2 immigrant business owners live American dream in Michigan

10/1/2007
ASSOCIATED PRESS

FENTON, Mich. - Like most Americans, Lebanese immigrants David and Anisse Jawhari wept when they saw the Sept. 11, 2001, terror attacks on the World Trade Center.

Out of respect, they closed their business, Beirut Restaurant and Grocery, for the day. In the following days, that gesture was returned in the kind and gentle reaction of their customers.

"People wanted to know if we were all right," said David Jawhari. The Jawharis said they felt that support of family and friends again when they recently celebrated their 50th wedding anniversary. A surprise party for them had to take a detour when August's tornado wrecked the Fenton Community Center the night before their celebration. It forced a last-minute move to a Grand Blanc hall, but 150 family members and friends attended.

It was another chapter in the story of a couple with hearts in two cultures who are living the quintessential American dream.

Born in Lebanon, Mr. Jawhari was not aware until he was being pushed to join the Army during the 1967 war with Israel that he had American citizenship through his father.

Jameel "Charly" Jawhari had left his family in Lebanon and had come to America, where he obtained his citizenship.

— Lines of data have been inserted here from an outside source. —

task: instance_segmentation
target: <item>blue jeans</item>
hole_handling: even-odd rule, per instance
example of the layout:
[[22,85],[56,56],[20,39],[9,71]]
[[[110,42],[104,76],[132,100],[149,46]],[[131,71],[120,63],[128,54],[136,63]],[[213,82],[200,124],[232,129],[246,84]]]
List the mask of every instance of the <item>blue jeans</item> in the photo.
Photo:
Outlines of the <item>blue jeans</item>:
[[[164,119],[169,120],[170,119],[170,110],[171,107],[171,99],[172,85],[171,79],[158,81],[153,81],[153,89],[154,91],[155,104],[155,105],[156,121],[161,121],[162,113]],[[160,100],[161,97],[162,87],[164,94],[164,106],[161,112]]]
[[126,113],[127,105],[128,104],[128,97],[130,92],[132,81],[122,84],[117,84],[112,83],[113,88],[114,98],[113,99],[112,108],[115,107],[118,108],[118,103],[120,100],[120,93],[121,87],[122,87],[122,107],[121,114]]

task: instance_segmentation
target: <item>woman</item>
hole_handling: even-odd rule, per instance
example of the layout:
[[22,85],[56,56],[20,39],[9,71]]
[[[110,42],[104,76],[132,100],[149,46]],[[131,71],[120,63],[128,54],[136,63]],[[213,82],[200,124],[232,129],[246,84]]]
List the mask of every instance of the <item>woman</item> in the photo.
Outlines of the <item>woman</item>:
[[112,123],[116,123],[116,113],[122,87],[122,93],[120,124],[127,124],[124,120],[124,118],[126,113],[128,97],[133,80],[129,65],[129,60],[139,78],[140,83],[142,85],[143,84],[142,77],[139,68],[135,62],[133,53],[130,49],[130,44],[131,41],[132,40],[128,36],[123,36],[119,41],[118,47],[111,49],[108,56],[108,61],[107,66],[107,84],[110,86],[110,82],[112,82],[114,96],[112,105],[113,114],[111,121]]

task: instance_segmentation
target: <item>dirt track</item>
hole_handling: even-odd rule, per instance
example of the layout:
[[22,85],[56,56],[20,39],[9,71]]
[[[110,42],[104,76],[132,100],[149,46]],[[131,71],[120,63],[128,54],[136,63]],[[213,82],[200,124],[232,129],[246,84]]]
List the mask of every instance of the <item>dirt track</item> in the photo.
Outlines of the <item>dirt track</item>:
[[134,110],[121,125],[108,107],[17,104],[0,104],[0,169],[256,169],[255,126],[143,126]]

After his first wife died, Jameel, who had lived in the Cleveland area, returned to Lebanon and remarried, but his new wife would not come to the United States.

Because of rules at the time, Jameel eventually lost his American citizenship because he did not return to the United States.

"I remember my dad crying the day he got his letter that he was no longer a citizen," David Jawhari said.

What David Jawhari didn't know until 1967, when he had his own growing family, is that his citizenship obtained as a child remained intact.

"My dad told me a lot about America," David Jawhari said. "My dad made me love it."

It took about two years to gather the documentation and visas for his wife and three of his seven children, but the day for the trip to America finally came.

"It was April 13, 1969. It was a Friday," said Anisse Jawhari. "It was the best day of my life."

And also one of her toughest.

The couple left behind their four youngest children, all daughters, with David's mother in Lebanon.

"I cried every day," Anisse said.

The family settled with cousins in Holly, and David Jawhari got a job as a custodian.

"We didn't speak a word of English," Anisse said. Unfamiliar with American customs or finances, the couple looked for a house that matched the cash they had.

The home they sold in Lebanon was a "four-story, beautiful home," Anisse Jawhari said. The one they found in Holly for $9,000 in 1970 was not so beautiful. But David Jawhari gutted it, and Anisse cleaned it. When the rest of the children and David's mother arrived a few months later, it was small, but it was home.

The Jawharis had one bedroom, six girls shared another room, and son Sam, his grandmother, and another sister were lodged in the third.

On the day she was eligible to become an American citizen, Anisse brought along with her all the minor children - Ragheda "Rocky," Sam, Maheda, Fadia, Randa, Ghada, and Adiba, all born in Lebanon. Their youngest daughter, Diana, was their only child born in America.

With help from the Flint International Institute, Anisse Jawhari, who spoke Arabic and French, learned English.

In the mid-1970s, the Jawharis opened the Green Tree Restaurant in Linden, and David later took a job with a General Motors car hauler from which he eventually retired. Anisse Jawhari is retired from Sears.

Over the years, their children grew and succeeded. In all, David and Anisse Jawhari have 14 grandchildren, and a 15th is on the way.

One grandson, Steve Abaid, is a U.S. Marine, while a niece, Rocky Jawhari, is serving in Qatar in the U.S. Air Force.

"I've never had a doubt for one minute. I love it here," Anisse Jawhari said.